C. T. : Et il y a de quoi faire avec 1,5 millions d’associations sur l’ensemble du territoire9 . Sommes-nous en capacité de passer d’une société engagée à une société politisée ? Pour revenir à ce que tu disais plus tôt Julien, sommes-nous capables de construire un discours qui fasse tendre vers un cap ces pléthores d’engagements ?
- 1Bruno Latour, Où atterrir ? Comment s’orienter en politique, La Découverte, 2017.
- 2Les différentes orientations de l’association e-graine sont détaillées dans son projet associatif adopté en 2022 et disponible en ligne.
- 3De nombreux réseaux sociaux proposent d’évaluer la qualité de sa communication individuelle par un « taux d’engagement », qui comprend le nombre de vues, de partages ou d’interactions de chaque publication.
- 4Claire Thoury, L’engagement étudiant dans un monde d’individualisation : construction identitaire et parcours politiques, Université Sorbonne Paris Cité, 2017.
- 5Jacques Ion, La fin des militants, Éditions de l’Atelier, 1997.
- 6Né à la fin du XIXe siècle lors des conflits sociaux, le Grand soir correspondait à un hypothétique jour de triomphe de la révolution sociale.
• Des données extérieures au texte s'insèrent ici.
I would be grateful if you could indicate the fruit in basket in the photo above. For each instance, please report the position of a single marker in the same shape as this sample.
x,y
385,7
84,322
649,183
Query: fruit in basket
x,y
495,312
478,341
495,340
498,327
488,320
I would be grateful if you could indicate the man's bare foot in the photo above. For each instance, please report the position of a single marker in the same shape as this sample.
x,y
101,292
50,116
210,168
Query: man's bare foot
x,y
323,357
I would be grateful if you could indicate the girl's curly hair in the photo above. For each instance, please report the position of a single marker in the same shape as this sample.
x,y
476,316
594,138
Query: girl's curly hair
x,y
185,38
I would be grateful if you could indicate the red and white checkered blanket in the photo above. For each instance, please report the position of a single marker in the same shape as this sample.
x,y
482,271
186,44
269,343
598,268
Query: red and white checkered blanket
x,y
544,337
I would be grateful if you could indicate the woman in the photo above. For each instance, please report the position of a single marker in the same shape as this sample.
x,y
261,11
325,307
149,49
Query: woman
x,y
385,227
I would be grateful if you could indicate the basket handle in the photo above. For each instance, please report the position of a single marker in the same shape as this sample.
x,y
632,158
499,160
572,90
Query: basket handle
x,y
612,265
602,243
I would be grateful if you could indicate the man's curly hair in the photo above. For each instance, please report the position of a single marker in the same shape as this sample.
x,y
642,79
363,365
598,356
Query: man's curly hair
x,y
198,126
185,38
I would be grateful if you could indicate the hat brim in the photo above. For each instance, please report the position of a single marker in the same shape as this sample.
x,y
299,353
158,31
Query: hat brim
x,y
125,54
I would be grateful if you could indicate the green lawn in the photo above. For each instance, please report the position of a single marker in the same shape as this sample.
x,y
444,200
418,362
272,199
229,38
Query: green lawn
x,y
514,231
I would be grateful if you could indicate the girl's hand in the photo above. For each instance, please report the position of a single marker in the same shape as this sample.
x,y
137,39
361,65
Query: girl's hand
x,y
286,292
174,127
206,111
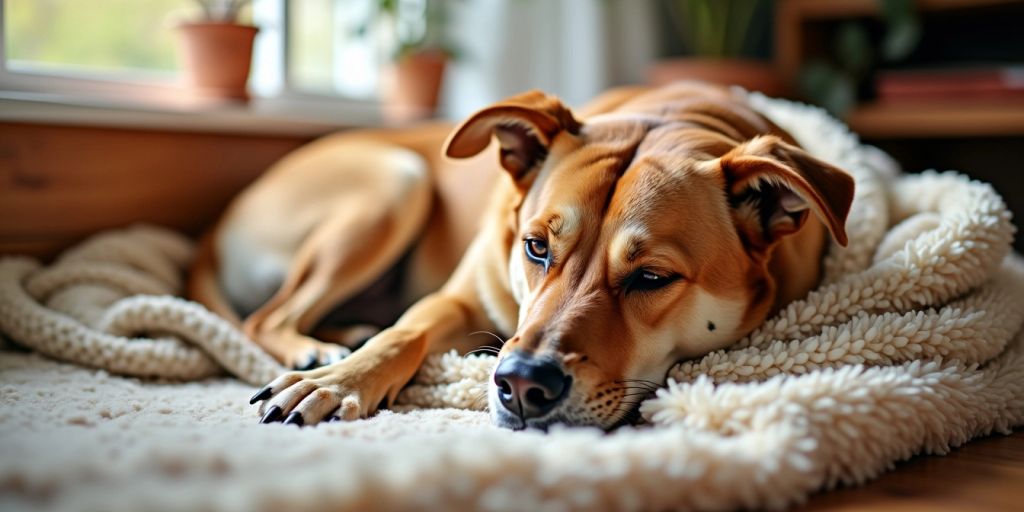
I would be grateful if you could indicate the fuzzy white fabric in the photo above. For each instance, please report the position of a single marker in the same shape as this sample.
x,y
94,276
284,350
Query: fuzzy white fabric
x,y
912,344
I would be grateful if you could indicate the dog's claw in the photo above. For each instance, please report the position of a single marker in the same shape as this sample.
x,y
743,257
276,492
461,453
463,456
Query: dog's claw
x,y
262,394
271,415
311,363
294,419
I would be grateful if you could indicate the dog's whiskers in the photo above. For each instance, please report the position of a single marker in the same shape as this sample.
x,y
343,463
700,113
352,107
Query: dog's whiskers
x,y
501,340
483,349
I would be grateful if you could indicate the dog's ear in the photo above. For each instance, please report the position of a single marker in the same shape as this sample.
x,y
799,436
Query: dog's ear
x,y
524,125
772,185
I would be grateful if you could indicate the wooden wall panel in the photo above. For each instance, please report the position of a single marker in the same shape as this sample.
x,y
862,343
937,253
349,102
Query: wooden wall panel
x,y
58,183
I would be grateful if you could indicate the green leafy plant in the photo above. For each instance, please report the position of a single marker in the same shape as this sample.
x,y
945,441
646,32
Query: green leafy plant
x,y
834,84
225,11
416,26
717,29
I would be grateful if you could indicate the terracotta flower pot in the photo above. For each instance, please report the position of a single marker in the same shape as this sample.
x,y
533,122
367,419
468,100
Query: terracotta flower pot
x,y
751,75
217,57
412,85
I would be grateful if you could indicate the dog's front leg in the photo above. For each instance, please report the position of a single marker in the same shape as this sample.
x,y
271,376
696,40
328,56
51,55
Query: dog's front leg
x,y
372,377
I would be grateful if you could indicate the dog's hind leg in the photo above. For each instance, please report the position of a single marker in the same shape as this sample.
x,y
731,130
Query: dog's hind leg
x,y
365,236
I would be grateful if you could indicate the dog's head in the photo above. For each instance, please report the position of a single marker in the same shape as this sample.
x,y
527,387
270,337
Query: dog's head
x,y
636,241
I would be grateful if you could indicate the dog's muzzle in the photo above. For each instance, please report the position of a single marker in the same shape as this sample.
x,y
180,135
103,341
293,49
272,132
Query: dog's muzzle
x,y
530,387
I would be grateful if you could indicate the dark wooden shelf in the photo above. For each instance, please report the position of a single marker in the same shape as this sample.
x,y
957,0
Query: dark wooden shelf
x,y
935,119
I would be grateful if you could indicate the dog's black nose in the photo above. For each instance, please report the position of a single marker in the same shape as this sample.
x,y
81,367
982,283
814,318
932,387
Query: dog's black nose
x,y
530,387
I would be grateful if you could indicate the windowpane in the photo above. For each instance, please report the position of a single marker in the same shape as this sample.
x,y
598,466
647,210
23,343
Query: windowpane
x,y
331,47
94,36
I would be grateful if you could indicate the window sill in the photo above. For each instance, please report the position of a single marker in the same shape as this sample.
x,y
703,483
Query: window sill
x,y
260,117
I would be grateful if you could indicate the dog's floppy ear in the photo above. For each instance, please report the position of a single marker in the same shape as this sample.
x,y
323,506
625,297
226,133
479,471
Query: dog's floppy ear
x,y
524,125
772,185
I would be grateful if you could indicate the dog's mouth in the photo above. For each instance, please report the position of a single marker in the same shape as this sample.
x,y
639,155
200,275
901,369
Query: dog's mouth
x,y
612,406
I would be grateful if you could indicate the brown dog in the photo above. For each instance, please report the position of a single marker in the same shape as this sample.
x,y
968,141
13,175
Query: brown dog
x,y
666,224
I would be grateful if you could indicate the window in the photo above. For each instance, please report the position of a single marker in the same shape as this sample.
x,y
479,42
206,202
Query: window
x,y
305,50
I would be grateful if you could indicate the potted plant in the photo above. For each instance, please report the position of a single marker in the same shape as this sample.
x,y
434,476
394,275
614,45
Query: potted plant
x,y
717,35
216,51
420,51
837,83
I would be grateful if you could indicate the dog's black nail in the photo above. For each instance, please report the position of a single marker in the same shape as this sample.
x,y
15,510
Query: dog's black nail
x,y
310,364
262,394
271,415
294,419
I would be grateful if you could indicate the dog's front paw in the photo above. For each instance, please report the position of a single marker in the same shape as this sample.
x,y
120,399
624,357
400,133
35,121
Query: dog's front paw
x,y
329,393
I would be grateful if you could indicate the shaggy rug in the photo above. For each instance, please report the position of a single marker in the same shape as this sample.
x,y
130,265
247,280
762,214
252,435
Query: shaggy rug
x,y
912,344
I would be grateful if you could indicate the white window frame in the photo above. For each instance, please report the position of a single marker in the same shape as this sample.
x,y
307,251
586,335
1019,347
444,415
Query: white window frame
x,y
269,95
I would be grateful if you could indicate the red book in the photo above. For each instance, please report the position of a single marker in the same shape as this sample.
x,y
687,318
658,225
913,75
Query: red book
x,y
969,84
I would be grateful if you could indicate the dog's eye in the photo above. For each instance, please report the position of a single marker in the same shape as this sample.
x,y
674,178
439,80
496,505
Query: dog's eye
x,y
537,251
643,281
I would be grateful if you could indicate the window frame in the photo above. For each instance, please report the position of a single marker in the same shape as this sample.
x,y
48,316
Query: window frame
x,y
144,92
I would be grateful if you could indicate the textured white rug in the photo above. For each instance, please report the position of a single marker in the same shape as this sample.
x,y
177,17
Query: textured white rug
x,y
911,345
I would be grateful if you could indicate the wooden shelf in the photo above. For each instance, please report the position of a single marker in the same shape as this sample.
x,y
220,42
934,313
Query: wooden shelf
x,y
851,8
938,120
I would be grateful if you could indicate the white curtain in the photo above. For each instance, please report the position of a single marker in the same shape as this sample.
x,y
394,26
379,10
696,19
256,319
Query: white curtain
x,y
572,48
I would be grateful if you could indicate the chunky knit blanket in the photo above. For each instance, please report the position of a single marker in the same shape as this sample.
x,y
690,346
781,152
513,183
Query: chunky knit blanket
x,y
912,344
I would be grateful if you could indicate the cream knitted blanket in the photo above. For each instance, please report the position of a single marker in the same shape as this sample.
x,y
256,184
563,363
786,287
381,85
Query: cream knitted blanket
x,y
911,345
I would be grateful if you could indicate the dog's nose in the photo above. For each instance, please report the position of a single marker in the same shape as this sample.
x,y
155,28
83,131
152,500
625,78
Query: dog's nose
x,y
530,387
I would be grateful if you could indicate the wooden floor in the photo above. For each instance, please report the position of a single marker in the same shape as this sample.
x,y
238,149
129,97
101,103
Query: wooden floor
x,y
985,474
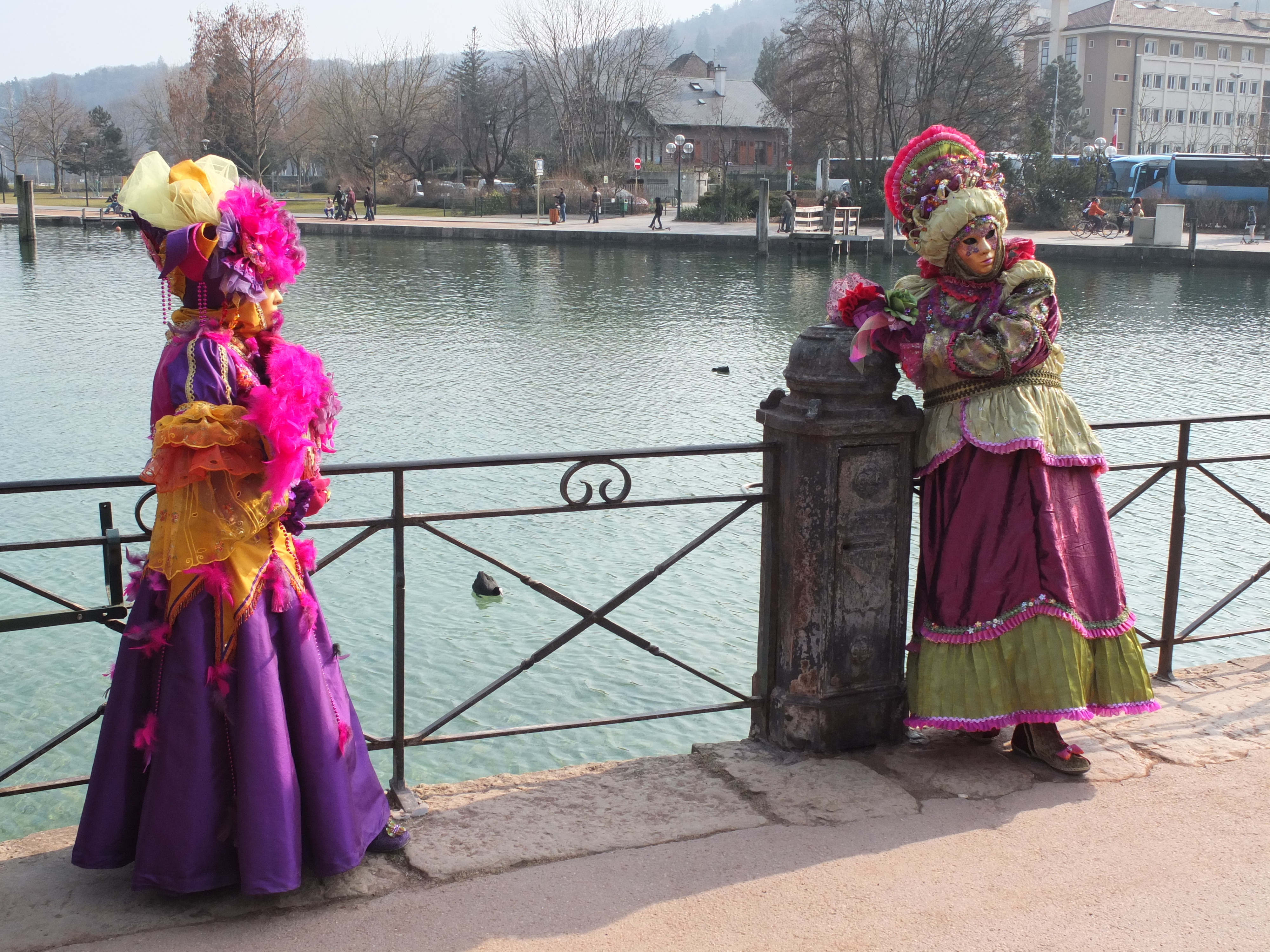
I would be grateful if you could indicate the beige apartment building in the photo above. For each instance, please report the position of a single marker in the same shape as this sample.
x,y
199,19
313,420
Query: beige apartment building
x,y
1166,77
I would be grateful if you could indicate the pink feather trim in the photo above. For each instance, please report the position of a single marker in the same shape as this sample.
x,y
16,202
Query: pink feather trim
x,y
217,582
157,639
308,615
345,734
307,553
294,414
147,738
281,593
924,140
269,235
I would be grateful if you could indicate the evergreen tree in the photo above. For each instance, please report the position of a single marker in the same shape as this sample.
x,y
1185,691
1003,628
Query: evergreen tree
x,y
1066,116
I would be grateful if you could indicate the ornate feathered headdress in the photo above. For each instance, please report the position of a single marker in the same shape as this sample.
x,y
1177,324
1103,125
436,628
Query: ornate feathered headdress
x,y
220,242
939,183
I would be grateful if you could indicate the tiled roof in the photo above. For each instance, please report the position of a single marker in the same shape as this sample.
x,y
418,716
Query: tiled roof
x,y
1142,16
745,103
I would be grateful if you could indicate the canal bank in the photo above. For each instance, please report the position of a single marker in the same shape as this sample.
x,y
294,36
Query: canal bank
x,y
736,846
1213,251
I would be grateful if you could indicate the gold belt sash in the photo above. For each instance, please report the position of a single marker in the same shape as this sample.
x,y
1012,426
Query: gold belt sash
x,y
975,388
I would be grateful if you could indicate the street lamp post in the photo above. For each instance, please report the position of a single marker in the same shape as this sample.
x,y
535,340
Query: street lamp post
x,y
1099,153
375,182
680,148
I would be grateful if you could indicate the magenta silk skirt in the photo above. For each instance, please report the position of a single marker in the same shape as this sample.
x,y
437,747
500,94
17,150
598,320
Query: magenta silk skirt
x,y
242,789
1020,611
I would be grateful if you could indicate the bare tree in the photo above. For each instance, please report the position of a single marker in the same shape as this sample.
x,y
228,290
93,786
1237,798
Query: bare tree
x,y
172,110
600,70
393,96
54,117
17,133
257,62
491,106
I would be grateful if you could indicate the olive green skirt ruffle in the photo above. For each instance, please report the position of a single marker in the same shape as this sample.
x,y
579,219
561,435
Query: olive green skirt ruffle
x,y
1041,672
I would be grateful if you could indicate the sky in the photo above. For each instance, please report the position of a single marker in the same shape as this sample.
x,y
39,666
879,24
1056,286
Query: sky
x,y
143,31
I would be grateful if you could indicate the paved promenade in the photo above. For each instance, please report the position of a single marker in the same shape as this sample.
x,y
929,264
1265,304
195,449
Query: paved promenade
x,y
1213,248
934,846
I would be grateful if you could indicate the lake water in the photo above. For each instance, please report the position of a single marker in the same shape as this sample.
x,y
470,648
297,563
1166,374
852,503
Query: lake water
x,y
458,348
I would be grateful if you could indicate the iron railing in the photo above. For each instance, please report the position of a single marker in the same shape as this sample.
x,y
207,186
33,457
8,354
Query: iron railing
x,y
575,499
111,541
1180,466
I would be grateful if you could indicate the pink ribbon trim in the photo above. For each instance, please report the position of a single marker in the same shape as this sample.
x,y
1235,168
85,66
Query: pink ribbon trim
x,y
996,631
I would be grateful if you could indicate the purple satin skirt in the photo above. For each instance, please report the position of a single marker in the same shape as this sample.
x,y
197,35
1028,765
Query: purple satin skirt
x,y
1006,538
244,788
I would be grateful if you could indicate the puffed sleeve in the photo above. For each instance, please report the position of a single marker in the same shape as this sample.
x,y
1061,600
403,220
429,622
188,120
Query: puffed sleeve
x,y
1015,338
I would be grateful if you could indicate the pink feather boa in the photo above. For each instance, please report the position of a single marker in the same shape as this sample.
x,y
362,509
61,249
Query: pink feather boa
x,y
295,413
267,234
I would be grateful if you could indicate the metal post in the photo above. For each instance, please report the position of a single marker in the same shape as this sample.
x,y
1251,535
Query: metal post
x,y
399,793
112,555
25,191
1174,573
834,598
763,216
1191,242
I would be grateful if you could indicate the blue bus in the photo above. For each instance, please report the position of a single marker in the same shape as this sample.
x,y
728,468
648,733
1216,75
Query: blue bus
x,y
1183,176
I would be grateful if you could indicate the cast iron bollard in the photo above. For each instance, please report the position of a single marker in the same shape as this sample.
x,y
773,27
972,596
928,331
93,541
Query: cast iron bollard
x,y
836,540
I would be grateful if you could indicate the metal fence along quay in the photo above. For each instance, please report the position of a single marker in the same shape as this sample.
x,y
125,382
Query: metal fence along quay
x,y
580,493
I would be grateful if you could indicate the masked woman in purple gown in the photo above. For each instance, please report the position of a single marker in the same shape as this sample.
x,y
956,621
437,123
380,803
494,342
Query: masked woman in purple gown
x,y
231,752
1020,616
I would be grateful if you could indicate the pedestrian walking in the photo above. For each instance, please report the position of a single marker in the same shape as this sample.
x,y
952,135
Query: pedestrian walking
x,y
788,213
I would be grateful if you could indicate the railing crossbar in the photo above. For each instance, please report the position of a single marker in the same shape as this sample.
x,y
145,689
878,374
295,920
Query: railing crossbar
x,y
1142,488
581,610
581,626
43,593
417,741
1235,493
50,744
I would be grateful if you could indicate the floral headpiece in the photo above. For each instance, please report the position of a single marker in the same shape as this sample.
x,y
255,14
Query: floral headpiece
x,y
219,242
938,183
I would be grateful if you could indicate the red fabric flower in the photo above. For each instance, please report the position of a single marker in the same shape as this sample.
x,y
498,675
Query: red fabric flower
x,y
862,294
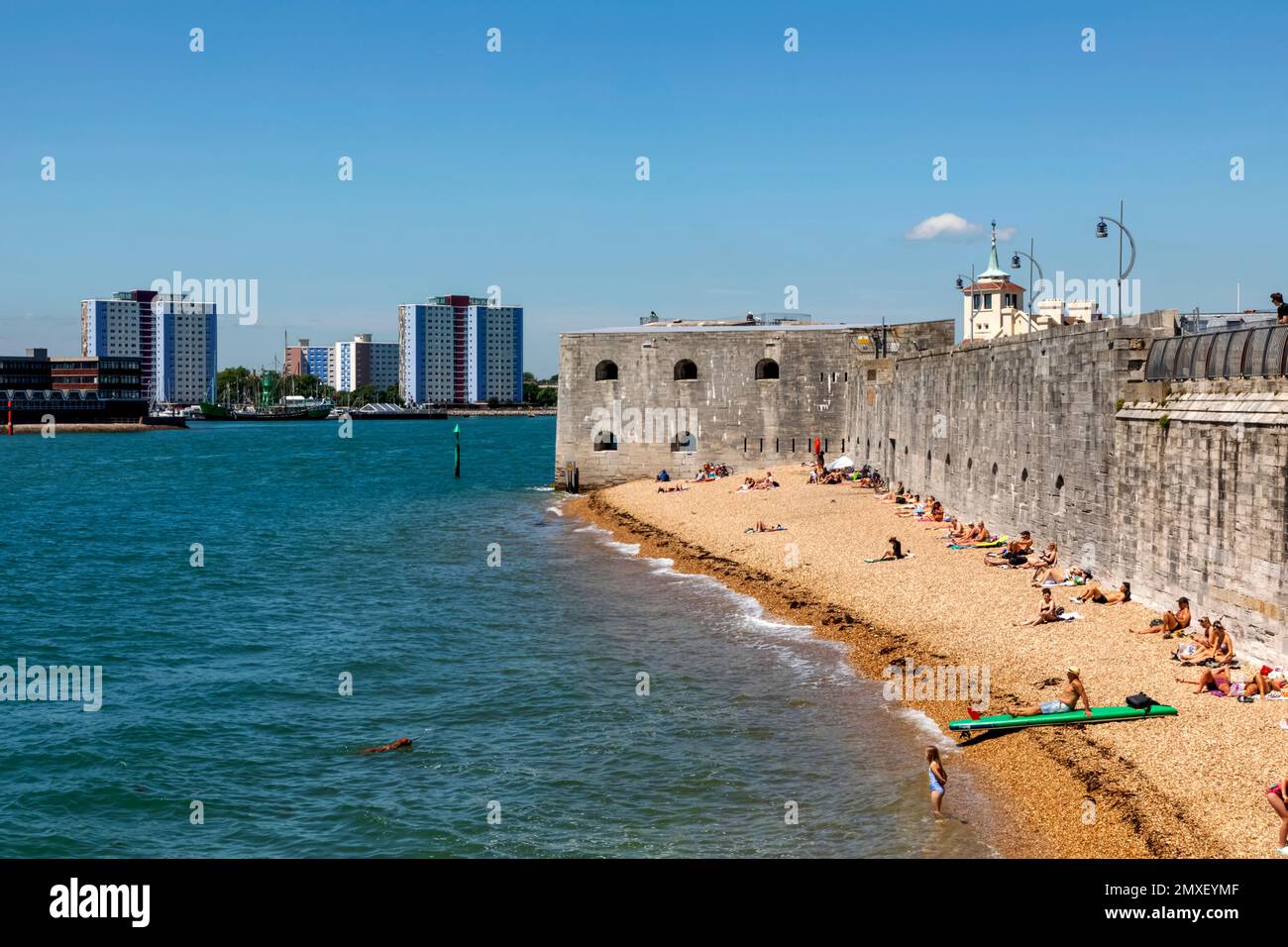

Gracchus Babeuf proclamait notamment « Les pauvres seront logés dans les appartements des riches au soir de la révolution ».
- 7Toujours selon la terminologie de Jacques Ion dans La fin des militants, Ibid.
- 8Du nom de la militante suédoise écologiste Greta Thunberg, née en 2003, qui a lancé les grèves scolaires pour le climat (Skolstrejk för klimatet).
- 9Recherches & solidarités, La France associative en mouvement – 20ème édition, octobre 2022, [en ligne].